Introducing Our Unofficial Implementation of Mixture-of-Depths
We're excited to announce our unofficial implementation of the recently published "Mixture-of-Depths: Dynamically allocating compute in transformer-based language models" paper. This cutting-edge technique promises to improve the efficiency and performance of transformer-based language models, and we've made it accessible to the broader AI community through our open-source project.
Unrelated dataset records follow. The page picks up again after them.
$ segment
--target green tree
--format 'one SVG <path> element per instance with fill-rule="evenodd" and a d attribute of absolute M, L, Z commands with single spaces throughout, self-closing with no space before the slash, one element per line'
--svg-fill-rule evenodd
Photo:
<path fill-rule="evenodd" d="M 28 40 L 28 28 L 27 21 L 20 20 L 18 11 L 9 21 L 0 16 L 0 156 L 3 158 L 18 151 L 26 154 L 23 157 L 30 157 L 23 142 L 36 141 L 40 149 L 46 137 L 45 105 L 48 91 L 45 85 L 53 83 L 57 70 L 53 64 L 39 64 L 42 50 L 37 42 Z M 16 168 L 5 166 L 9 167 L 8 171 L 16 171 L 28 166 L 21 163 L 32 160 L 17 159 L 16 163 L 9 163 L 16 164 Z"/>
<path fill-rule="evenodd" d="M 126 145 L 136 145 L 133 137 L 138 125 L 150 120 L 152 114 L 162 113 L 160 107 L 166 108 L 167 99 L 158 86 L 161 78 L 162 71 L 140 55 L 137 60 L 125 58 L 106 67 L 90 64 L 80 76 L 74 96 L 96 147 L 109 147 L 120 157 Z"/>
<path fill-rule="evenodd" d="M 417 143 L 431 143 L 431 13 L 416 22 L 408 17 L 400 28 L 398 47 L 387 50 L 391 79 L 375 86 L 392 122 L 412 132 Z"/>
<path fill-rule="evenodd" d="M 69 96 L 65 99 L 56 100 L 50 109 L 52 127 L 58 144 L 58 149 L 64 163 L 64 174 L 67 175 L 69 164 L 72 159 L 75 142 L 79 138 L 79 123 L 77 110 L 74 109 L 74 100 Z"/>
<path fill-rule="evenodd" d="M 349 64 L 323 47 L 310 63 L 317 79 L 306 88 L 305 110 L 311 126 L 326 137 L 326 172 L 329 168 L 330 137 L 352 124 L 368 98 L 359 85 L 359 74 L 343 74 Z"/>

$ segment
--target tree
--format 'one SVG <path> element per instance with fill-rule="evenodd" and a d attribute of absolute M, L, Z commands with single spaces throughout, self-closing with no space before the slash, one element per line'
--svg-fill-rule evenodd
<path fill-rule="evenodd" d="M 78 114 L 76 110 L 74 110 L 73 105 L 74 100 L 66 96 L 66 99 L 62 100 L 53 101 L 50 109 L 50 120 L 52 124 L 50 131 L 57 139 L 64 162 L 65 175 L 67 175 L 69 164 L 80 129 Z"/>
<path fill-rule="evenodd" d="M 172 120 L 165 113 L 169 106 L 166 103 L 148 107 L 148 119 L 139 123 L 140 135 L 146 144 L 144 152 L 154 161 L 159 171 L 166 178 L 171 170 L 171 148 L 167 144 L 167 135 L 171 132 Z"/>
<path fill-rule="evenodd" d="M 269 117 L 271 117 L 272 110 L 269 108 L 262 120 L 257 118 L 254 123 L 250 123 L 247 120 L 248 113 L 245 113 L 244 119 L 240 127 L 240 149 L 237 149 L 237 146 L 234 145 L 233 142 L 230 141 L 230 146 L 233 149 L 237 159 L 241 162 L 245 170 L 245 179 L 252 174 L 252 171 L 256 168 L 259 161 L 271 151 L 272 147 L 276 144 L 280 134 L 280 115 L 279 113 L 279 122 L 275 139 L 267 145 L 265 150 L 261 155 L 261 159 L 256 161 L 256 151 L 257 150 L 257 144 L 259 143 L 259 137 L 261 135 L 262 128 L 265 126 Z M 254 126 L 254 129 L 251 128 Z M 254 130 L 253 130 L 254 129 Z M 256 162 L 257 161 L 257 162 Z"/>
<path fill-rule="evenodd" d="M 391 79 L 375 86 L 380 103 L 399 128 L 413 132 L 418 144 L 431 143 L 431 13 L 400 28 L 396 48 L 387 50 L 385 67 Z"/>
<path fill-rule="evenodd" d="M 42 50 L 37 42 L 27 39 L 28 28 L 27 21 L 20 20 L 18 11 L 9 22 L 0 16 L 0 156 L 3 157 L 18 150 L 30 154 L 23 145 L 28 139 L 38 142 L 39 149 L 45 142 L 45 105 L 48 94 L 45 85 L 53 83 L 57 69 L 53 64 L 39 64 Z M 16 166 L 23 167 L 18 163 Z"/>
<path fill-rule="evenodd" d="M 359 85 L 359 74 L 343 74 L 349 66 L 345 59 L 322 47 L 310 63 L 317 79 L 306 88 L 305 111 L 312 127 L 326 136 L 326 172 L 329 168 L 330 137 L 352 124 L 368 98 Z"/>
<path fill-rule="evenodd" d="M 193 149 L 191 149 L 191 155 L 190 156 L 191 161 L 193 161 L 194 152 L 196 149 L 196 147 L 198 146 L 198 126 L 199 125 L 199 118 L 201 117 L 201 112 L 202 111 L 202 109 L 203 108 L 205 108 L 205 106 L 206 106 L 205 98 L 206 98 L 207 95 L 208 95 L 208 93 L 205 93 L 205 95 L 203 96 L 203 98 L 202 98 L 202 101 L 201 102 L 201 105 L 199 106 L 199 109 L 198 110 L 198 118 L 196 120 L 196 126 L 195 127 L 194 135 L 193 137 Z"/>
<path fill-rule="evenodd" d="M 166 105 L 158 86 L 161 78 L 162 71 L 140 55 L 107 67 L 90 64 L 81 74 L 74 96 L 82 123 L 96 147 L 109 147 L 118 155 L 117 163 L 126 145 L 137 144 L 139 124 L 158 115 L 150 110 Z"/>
What is Mixture-of-Depths?
Mixture-of-Depths (MoD) is a novel approach that allows transformer models to dynamically allocate compute resources across different layers and tokens. Unlike traditional transformers that apply the same amount of computation to every token, MoD models learn to route tokens through different computational paths, potentially skipping certain layers when full processing isn't necessary.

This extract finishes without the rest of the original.